Над всем господствует, в первой иоанновской книге, противопоставление нынешнего мира, земного, нашедшего свой облик в Римской империи и, несмотря на свою высокую цивилизацию, представляющего собою мир Зверя, и мира грядущего, небесного, где Бог беспрестанно прославляется ангелами. Эту же рамку, только очищенную для выявления истины стоящей по ту сторону любой отдельной исторической фазы, мы находим и в Евангелии.

Поэтому начнем с того, что выделим в первой из этих двух книг те темы, которые затем развиваются и в той, и в другой. Способ их выражения при этом, если угодно, меняется, но их контрапункт остается неизменным в своем первоначальном строении.

Музыкальные образы, к которым мы только что прибегли, подсказаны вполне естественно самой композицией иоанновских писаний, и в особенности Откровения. Как только ознакомишься с ними поближе, становится очевидным, что здесь изложение не следует прямолинейной логике и тем не менее оно строится со строгой, хотя и очень тонкой закономерностью.

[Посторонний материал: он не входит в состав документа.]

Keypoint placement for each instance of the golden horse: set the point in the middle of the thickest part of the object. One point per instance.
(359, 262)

И это строение аналогично тому, которое можно найти в симфонической поэме: ткань вокруг переплетения нескольких постоянно возвращающихся тем, в чередующемся или сочетающемся концерте нескольких хоров или оркестров.

После видения «Сына человеческого», непосредственно заимствованного у пророка Даниила, но отнесенного уже к воскресшему Христу, после семи писем, возвещающих различные темы (Откр. 1-3), перед нами развертывается как бы грандиозный пролог на небе.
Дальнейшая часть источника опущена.